Contributing to the project is as easy as uploading a (georeferenced) photograph to the Open Plaques Flickr group. In due course, a “machine tag” will appear on your photo, linking it to a blue plaque in the Open Plaques database, and the photo itself should also appear on the site, as long as you’ve specified a licence that allows this to be done. If the plaque is missing from the database altogether, then a new entry presumably gets set up.
Note that the iPhones automatically georeference photos as you take them, however the GPS positional accuracy is very poor unless you give time to settle enough satellites, so I manually re-georeferenced the photo in Flickr using the interactive map tool there.
The good news is that the data on Open Plaques is public domain, so can be used for any purpose. Potentially this could include adding the plaques into OpenStreetMap in the future.
Open Plaques derived the London list from the English Heritage website, which has details and addresses, but no maps or photos. This is very similar to something I did for part of my MSc dissertation last summer, which was looking at using modern GIS and geospatial techniques for enhancing Street-O maps.
Street-O events generally involve finding places and noting down a specific answer at the place, to prove you’ve been there. Blue plaques are popular with course planners, as they are generally unique, in one clearly defined location and contain unambiguous information that the competitor is unlikely to already know.
For part of my dissertation, I screen-scraped the English Heritage website, ran the addresses through Google Local to geocode them, and then plotted the results in a GIS – the idea being the race planner could then use these to build up a race map and question sheet, without having to trawl the streets trying to find plaques manually.

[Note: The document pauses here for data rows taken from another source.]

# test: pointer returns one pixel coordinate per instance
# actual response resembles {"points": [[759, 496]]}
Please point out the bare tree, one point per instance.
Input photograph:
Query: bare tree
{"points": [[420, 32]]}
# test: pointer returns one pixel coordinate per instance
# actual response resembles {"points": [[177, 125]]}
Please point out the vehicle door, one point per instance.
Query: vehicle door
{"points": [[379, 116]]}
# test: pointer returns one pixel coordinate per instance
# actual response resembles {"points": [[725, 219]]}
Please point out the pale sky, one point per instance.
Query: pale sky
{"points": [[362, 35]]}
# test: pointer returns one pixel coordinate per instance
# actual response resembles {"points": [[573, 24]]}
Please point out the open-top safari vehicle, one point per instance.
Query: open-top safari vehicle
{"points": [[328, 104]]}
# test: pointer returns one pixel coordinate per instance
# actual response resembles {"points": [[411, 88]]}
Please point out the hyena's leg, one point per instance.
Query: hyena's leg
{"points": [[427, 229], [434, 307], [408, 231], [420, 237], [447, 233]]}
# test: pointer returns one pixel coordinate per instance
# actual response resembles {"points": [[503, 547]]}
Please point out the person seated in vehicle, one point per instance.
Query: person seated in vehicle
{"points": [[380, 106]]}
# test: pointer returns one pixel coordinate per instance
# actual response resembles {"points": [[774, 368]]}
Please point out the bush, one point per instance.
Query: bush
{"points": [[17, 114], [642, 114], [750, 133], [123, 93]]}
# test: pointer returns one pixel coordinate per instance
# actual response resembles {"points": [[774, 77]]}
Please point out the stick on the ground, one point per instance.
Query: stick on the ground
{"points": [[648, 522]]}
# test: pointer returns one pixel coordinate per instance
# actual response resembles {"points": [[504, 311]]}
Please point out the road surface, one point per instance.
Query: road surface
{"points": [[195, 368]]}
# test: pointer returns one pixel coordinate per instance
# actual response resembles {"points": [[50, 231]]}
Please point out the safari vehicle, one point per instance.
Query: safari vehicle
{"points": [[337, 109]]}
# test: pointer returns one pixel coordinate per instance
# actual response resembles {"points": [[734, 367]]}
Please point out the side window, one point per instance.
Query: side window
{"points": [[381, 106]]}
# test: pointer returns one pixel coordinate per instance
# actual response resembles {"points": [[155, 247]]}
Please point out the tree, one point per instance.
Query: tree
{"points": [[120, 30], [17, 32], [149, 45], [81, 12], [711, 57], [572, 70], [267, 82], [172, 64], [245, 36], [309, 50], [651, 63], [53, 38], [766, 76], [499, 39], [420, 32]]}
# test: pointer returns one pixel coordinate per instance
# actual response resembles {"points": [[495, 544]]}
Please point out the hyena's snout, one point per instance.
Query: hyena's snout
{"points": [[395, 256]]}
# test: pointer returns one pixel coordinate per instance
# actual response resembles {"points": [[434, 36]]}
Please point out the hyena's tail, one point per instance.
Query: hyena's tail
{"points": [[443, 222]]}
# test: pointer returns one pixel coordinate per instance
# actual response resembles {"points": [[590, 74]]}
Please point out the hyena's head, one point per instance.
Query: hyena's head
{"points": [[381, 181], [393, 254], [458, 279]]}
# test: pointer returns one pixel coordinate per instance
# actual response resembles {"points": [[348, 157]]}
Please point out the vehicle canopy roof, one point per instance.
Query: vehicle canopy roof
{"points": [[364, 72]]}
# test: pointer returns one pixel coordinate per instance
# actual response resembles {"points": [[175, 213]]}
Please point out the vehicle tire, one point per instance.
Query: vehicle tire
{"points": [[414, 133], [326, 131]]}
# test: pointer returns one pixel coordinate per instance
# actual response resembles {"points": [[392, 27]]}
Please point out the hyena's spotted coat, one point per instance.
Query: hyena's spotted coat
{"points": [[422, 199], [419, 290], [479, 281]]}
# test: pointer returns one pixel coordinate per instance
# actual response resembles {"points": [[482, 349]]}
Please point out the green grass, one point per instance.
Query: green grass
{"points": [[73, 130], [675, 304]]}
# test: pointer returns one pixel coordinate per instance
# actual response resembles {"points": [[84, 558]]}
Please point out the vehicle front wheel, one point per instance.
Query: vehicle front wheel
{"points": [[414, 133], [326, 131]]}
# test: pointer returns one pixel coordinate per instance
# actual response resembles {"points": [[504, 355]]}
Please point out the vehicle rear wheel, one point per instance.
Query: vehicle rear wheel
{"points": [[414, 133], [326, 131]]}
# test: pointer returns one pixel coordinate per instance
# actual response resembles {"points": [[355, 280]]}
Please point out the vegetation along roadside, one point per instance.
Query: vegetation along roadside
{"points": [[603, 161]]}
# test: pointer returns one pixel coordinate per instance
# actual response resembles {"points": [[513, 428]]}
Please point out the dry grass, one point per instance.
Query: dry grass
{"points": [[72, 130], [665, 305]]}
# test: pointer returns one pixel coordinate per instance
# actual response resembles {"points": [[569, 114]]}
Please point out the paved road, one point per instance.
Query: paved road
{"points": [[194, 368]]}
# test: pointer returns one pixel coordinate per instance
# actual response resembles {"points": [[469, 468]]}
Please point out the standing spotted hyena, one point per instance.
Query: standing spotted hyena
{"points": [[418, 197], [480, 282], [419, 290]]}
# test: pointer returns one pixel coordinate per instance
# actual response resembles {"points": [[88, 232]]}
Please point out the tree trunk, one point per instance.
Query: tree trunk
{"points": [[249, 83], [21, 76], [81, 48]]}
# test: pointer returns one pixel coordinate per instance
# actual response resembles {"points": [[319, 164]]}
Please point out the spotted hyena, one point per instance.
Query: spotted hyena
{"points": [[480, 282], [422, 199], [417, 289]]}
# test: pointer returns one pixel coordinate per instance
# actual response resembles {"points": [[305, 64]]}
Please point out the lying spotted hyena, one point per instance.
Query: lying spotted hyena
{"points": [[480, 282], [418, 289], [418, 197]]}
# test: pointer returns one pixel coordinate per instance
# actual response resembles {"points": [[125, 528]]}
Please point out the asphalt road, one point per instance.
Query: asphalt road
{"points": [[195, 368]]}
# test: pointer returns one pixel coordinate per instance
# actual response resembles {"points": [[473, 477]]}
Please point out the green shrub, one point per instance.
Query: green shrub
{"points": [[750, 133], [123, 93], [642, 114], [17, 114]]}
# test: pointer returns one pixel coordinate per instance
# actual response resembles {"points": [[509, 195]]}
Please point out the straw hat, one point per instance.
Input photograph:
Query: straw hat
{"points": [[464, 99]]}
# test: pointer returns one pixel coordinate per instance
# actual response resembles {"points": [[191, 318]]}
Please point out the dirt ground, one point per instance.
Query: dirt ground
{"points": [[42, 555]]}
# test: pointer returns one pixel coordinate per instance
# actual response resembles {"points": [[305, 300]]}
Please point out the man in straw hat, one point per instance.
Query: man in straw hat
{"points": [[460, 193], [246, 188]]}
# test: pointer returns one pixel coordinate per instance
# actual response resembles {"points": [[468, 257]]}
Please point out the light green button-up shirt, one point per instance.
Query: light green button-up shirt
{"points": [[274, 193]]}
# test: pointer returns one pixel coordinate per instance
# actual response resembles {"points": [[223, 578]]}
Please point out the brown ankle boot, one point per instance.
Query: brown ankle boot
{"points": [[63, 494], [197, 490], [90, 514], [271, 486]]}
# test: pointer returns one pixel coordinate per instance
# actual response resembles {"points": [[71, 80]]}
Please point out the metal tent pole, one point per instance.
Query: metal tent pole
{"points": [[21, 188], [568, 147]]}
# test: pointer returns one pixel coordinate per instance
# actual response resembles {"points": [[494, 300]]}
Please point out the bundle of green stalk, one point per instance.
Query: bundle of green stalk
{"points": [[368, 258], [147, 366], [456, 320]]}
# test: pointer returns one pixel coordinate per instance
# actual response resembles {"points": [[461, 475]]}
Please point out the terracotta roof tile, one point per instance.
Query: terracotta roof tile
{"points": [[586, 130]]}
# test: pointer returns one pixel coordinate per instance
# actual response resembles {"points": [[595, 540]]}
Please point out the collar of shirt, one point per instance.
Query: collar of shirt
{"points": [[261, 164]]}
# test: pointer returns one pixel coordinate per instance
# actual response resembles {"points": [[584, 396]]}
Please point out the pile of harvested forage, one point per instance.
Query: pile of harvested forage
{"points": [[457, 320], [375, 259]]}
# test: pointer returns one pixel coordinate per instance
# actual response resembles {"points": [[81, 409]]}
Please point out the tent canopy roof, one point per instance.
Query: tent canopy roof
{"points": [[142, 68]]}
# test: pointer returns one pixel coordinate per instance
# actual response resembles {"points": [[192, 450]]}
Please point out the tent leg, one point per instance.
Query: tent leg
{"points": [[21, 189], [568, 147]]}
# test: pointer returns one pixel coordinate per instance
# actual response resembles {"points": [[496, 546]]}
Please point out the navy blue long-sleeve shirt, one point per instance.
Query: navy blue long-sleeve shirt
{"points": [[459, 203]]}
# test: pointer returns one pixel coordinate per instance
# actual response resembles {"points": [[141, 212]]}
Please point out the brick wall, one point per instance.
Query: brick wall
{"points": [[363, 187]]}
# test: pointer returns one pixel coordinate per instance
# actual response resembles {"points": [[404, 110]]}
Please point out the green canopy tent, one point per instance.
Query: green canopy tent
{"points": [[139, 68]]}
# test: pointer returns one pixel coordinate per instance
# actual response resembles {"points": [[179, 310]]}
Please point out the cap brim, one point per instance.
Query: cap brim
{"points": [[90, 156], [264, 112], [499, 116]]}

Around 80% of the plaques were successfully placed on the map in this way, although the geocoding accuracy wasn’t always great, due to the natural inaccuracy and non-systematic placement of street addresses.
I wrote:
(5.4.2) It was decided to look at these features as one example of using a spatial dataset unrelated to orienteering to enhance the process of creating a Street‐O map for an event…
Unfortunately the blue plaque data isn’t freely available in a spatial format – users can search by postal district, but then are presented with a list of addresses rather than a map.
The pictures below show the results for the Islington area, on the left from the dissertation, and on the right the equivalent map currently on OpenPlaques. (It would be straightforward to pull the data into a GPS, from the CSV files the site provided, for a proper side-by-side comparison. I’m just being lazy by screen-grabbing the map as-is.)

Plenty more to be added to Open Plaques. The best way, of course, is to visit them – the locations can’t be copied across from my derived list, unfortunately, as the Google-derived locations are not free of copyright.
Potentially the Open Plaques database, once complete for London, will simplify this process even more, by allowing a one-step import of plaques, inscriptions and most imporantly accurate locations, into the GIS, for easy map creation.
Mapping Party and Mapzen Sneak Peek!
The next London mapping party is on Thursday evening, in Mayfair, the really posh bit of central London (you can tell its posh as it only has one bus route going through it.) See here for details and to signup.
What’s special about this one is that Cloudmade’s in-development mapping editor, Mapzen, might be being demoed. The screenshots look very interesting, this could be pretty cool.